Most of you will have heard me say that weight restoration is the cornerstone of treatment in childhood anorexia nervosa, without which you get nothing. It makes sense, you say? And yet we still get children referred to us who have been in hospital or residential centers and were discharged well below a restored weight—or even discharged weighing less than when they entered! How can that be? We gnash our teeth.

In my opinion it is a reflection of the general reluctance to accept that medical, not psychological interventions, must come first. A child must be weight-restored before medication, social support, psychotherapy, cognitive restructuring, etc. can have a fighting chance of working. This reluctance to acknowledge the physiological takes many forms, depending on the stage of treatment for the child.

Currently, in the Pacific Northwest, we find ourselves finally able to convince insurers, other physicians, and families that weight restoration is so important that they can accept whatever means we use to get there: nasogastric feeds, supplements, no-choice oral feeds, etc., as long as the patient is in the hospital. It's when the patient enters day treatment and subsequent outpatient care that wishful thinking enters the picture in a big way. She looks so much better, why can't we let her eat normally now?

"Eat normally" usually means "eat whatever she wants", and parents are thrilled to see an appetite that includes ice cream, cookies, frappuccinos and the like. Yet Ancel Keyes, in his seminal study of starvation in humans, warned us what would happen when ad lib ("as you like") re-feeding is offered a person recovering from starvation of any cause: they gain too much weight.

At Kartini Clinic we have a Food Plan. It's base calories are 2150/day; three meals and one afternoon snack-- not many small meals, as I do not want the patients to be spending the entire day either thinking about what to eat or engaged in eating—how eating disordered is that? All dinners are family dinners, parents do the grocery shopping and the meal preparation. Why? Because they are the grown-ups. Kids need to busy themselves with doing well in school, building lasting friendships, exploring their environment, helping with family chores and finding out what their interests are. They do not need to pay the mortgage or feed the family. The food on our Food Plan is pretty much what Michael Pollan so succinctly called "real food, not too much, mostly vegetables." It uses only full fat options, no diet/lo-cal etc. Total percentage of fat is a bit under 30%, depending on choices. It can be made to look like a regular American diet with peanut butter and jelly sandwiches, cereal for breakfast and steak for dinner, if that's what you like. Or it can be Chinese stir-fry (though it's a bit low on fat for many Chinese recipes) or Italian pasta, or Russian or German or absolutely gourmet, but it cannot be fast food. When I said real food, I meant real food, made from real ingredients, made at home and eaten in the company of people we love.

There are no desserts or sweets on our Food Plan for the first year, not because there is anything wrong with desserts or sweets, but because these hyper-palatable foods encourage—even prompt—overeating during the early phases of re-feeding.

When a child is in the hospital being weight-restored, their food plan is the floor beneath which they cannot fall; in the outpatient setting it is the ceiling above which they cannot rise. Our patients would not trust us if we restored their weight and let them keep going up and up. It wouldn't be fair or healthy, yet with ad lib feeds, it is common.

For patients who struggle with bingeing or purging, ordered eating (eating enough fat and calories to achieve satiety at predictable times, starting early in the day) will help prevent binge eating, craving and consequent purging.

Many college students who have left our program for independent living tell me that "the Food Plan" has been their salvation. They fought against having to follow it when they were younger, but they lean on it now.

When problems arise with our food plan they rarely come from the patients themselves, but rather from their parents. American parents resist having to sit down and have family meals, shoving work schedules and sports schedules (the sacred cows of American life) before them as an excuse. Many cannot stand to have the full adult responsibility for feeding their families, whether or not they work, and constantly ask when their teen children can cook for themselves (or for everyone else). We have to break the hard news to them: they are the grown-ups and feeding a family is a grown-ups' job.

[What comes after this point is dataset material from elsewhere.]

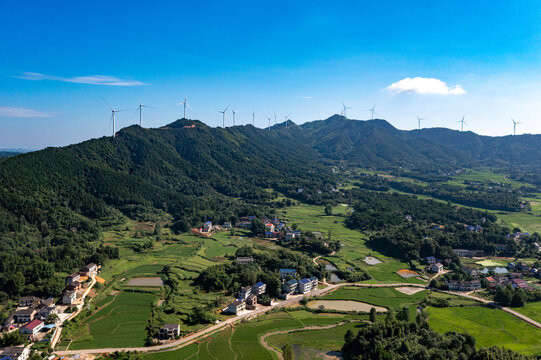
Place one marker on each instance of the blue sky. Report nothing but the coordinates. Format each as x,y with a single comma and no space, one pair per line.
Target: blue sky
437,60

Following a food plan brings order and predictability to the life of a child with anorexia nervosa. These children are almost always compliant and grateful. Many manage their anxiety by eating the same thing every day. This is fine. Compared to starving, it is a home run and should be seen as such. Parents, once their child is out of immediate danger, may begin to engage in wishful thinking, believing their child should now be "normal about food". Their child may one day be "normal" or they may never be "normal", but we do not focus on "normal eating" as a goal for at least the first year after re-feeding has begun. Rather, we relax into ordered eating and allow the child to achieve normal physical growth and social development as our first year's goal. Dessert comes later.

Stick to the Food Plan. parents. The kids will too, and it's worth it.